The Nassau County serial murders were a series of murders of young women committed between 1984 and 1989 in Nassau County, New York. All the victims had been involved in prostitution or had drug addictions, and the perpetrator, a possible serial killer, was never apprehended.

These murders were the first possible instance of a serial killer operating in the Long Island area, as in the following decades, at least four unrelated serial killers were apprehended, collectively victimizing at least 32 girls and women.

== Murders ==
The official list of victims includes five women. There was no consistent manner in how they were murdered, as two had been bludgeoned to death, one victim was stabbed, another was strangled, and yet another was shot.

- Deborah Lee Smith, 20: originally from Quincy, California. Murdered in August 1984. Her corpse was found wrapped up in a blanket on August 21 near a curb on Hunters Avenue in Valley Stream. She had been shot twice in the head and chest area from close range, apparently with a large-caliber weapon.
- Jonie Jackson, 27: murdered in early 1985. Her corpse, showing signs of moderate decomposition, was found in a parking lot on Franklin Avenue in Hempstead on February 18, 1985. A forensic examination concluded that the cause of death was a head injury sustained in a beating. Jackson's body was covered in a plastic bag by the perpetrator after committing the murder.
- Gwendolyn "Gwen" Lukes, 26: found strangled in a cemetery in Upper Brookville on September 13, 1985. At the time of her death, Lukes was known to have prostituted herself in the Hempstead area for about three years.
- Genise Wilder, 22: originally from Roosevelt. Murdered in June 1989. Her body, bearing multiple stab wounds, was found on June 27 of that year in a factory area on Kellum Place in Hempstead.
- Christine Warner, 23: originally from Manhattan, also known by the name "Tina Clark." Found beaten to death on December 13, 1989, in a wooded area near the Meadowbrook Polo Club in Old Westbury.

== Suspect ==
During the investigation, one person was considered the prime suspect—a resident of Long Beach named Allen Gormely Jr. He was born on September 18, 1953, in Brooklyn, New York City, as the only son of Allen Gormely Sr. and Phyllis Capone, who had multiple daughters.
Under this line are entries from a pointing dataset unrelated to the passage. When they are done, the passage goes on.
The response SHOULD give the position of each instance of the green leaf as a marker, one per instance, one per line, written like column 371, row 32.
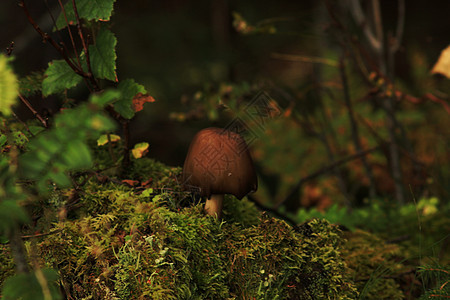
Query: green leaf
column 28, row 287
column 59, row 78
column 31, row 84
column 103, row 55
column 128, row 88
column 105, row 98
column 11, row 214
column 3, row 139
column 77, row 155
column 140, row 150
column 103, row 140
column 8, row 86
column 87, row 9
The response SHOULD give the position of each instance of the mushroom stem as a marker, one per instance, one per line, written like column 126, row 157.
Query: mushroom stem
column 213, row 205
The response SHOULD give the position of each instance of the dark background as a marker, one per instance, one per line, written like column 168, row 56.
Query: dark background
column 174, row 48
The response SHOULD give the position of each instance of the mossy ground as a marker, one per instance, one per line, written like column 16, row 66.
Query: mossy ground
column 152, row 241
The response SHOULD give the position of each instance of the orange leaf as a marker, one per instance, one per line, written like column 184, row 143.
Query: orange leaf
column 130, row 182
column 442, row 66
column 140, row 99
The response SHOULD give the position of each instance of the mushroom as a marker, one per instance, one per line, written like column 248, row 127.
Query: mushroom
column 218, row 162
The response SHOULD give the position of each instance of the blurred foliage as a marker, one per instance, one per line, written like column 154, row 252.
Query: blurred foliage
column 296, row 83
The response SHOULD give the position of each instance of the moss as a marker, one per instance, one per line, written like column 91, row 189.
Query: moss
column 141, row 243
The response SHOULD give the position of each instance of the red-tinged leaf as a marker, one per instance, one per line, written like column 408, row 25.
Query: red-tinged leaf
column 140, row 150
column 130, row 182
column 140, row 99
column 147, row 183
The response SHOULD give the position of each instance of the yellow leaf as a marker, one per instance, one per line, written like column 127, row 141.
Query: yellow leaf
column 103, row 140
column 442, row 66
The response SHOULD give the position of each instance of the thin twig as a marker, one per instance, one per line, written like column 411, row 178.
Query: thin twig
column 70, row 34
column 85, row 48
column 10, row 49
column 325, row 170
column 400, row 27
column 354, row 128
column 18, row 250
column 308, row 59
column 35, row 113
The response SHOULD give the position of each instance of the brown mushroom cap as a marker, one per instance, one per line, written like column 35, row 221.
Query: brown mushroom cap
column 218, row 162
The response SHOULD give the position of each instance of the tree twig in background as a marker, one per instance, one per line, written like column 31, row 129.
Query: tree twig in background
column 325, row 170
column 85, row 48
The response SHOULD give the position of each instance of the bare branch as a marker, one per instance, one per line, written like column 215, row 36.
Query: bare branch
column 307, row 59
column 70, row 34
column 85, row 48
column 400, row 27
column 48, row 38
column 324, row 170
column 354, row 128
column 35, row 113
column 361, row 20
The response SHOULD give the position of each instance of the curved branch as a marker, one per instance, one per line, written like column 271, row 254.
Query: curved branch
column 361, row 20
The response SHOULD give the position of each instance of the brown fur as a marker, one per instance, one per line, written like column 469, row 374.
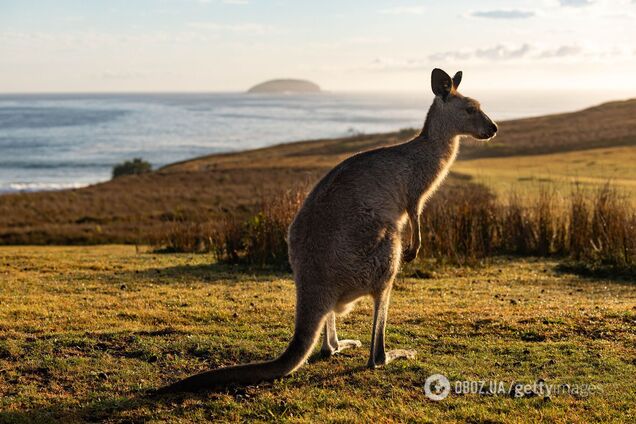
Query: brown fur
column 345, row 241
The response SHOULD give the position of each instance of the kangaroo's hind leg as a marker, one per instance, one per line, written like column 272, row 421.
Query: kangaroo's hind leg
column 379, row 356
column 330, row 343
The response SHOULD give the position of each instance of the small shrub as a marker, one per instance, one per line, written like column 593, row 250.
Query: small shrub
column 134, row 167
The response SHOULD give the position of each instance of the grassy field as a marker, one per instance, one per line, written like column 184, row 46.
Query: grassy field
column 86, row 331
column 590, row 169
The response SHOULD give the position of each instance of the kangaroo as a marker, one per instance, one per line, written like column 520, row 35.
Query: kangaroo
column 345, row 241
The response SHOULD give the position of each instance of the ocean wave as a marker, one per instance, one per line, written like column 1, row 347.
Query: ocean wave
column 28, row 187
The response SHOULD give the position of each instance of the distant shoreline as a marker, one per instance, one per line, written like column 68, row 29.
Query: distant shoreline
column 10, row 183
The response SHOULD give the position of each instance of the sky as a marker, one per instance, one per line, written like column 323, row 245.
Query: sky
column 346, row 45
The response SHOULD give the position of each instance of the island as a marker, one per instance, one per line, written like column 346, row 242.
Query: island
column 285, row 86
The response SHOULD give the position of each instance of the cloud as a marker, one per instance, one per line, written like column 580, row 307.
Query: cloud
column 563, row 51
column 404, row 10
column 501, row 52
column 244, row 28
column 503, row 14
column 521, row 53
column 449, row 55
column 575, row 3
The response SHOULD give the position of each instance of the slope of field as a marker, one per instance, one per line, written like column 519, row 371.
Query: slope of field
column 85, row 331
column 589, row 169
column 134, row 208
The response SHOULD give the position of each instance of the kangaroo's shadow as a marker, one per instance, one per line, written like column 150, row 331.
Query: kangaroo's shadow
column 208, row 273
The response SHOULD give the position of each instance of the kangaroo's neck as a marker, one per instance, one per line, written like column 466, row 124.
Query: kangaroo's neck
column 432, row 153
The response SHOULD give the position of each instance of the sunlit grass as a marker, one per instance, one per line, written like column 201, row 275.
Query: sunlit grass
column 85, row 331
column 589, row 169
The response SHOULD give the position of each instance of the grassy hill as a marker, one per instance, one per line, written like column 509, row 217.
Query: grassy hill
column 131, row 209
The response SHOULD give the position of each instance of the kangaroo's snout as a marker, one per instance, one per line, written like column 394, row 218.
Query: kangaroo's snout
column 492, row 130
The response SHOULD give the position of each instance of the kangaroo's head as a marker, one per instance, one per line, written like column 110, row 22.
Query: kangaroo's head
column 458, row 114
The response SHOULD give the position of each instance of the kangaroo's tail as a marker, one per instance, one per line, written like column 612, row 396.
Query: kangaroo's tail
column 305, row 337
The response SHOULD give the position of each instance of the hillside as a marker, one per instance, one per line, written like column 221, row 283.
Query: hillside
column 129, row 209
column 285, row 86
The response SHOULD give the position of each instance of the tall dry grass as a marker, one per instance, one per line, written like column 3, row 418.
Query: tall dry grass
column 462, row 226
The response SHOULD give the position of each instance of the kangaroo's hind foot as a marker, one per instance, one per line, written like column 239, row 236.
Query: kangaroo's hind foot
column 379, row 356
column 330, row 343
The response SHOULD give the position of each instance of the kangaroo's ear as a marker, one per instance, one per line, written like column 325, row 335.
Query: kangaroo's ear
column 457, row 79
column 441, row 83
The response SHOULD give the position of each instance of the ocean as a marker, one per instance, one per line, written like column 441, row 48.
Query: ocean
column 57, row 141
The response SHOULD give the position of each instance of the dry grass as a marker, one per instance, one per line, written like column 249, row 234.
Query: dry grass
column 460, row 226
column 85, row 331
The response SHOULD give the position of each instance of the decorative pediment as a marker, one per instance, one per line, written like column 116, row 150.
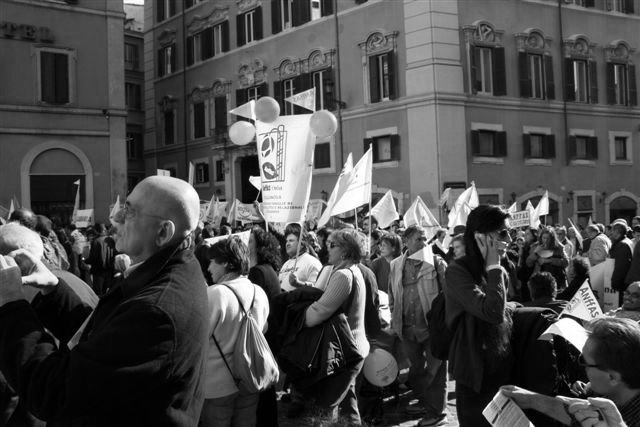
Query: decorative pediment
column 483, row 32
column 534, row 40
column 221, row 87
column 578, row 46
column 198, row 23
column 378, row 42
column 618, row 51
column 253, row 73
column 246, row 5
column 167, row 36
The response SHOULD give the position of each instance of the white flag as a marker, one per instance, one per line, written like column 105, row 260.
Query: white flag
column 192, row 172
column 385, row 210
column 419, row 214
column 444, row 198
column 114, row 210
column 285, row 152
column 358, row 191
column 306, row 99
column 247, row 110
column 338, row 190
column 583, row 305
column 467, row 201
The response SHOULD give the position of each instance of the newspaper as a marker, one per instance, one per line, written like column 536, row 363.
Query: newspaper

Gormely Jr. spent his childhood and early life in Oceanside, where they moved after his parents divorced. After dropping out of West Hempstead High School upon completing the 10th grade, he trained to be a carpenter but was unable to find work in this field; instead, he started working in various strip clubs, nightclubs, sex stores, and pornographic film sales stores in New York City's various suburbs. At some point, he also worked as a trucker for a company based in Brooklyn. Gormely was unmarried and spent most of his time in red-light districts, but had no criminal record and had never been criminally charged until 1990.

On November 8, 1990, Gormely was arrested for the murders of two prostitutes committed in Queens. The victims were named as 19-year-old Stephanie Krut and 25-year-old Mayra Eusebio, who had been murdered on February 10 and October 30, 1990, respectively. After his arrest, Gormely confessed to killing both, telling investigators that he strangled the women inside his apartment in Long Beach on 511 West Walnut Street after they supposedly demanded that he give them money to buy crack cocaine, which he refused. Upon saying so, he alleged that both women threatened to tell their pimps to harm him.

Gormely became a suspect since he had placed both of his victims' bodies in plastic garbage bags and dumped them on the outskirts of town, similar to how the murders of Lukes and Wilder had been carried out. He was investigated for these crimes as well, but was never charged due to a lack of evidence. In 1992, he was tried for both of his confirmed murders, with his defense being that he had accidentally killed both women during "rough sex." However, this did not convince the jury, and Gormely was convicted of the murders of Krut and Eusebio, subsequently being given a 50-year sentence.

Gormely died in the Wende Correctional Facility on September 28, 2014. He was never charged with any other murders, and all the cases associated with the Nassau County serial murders remain cold cases.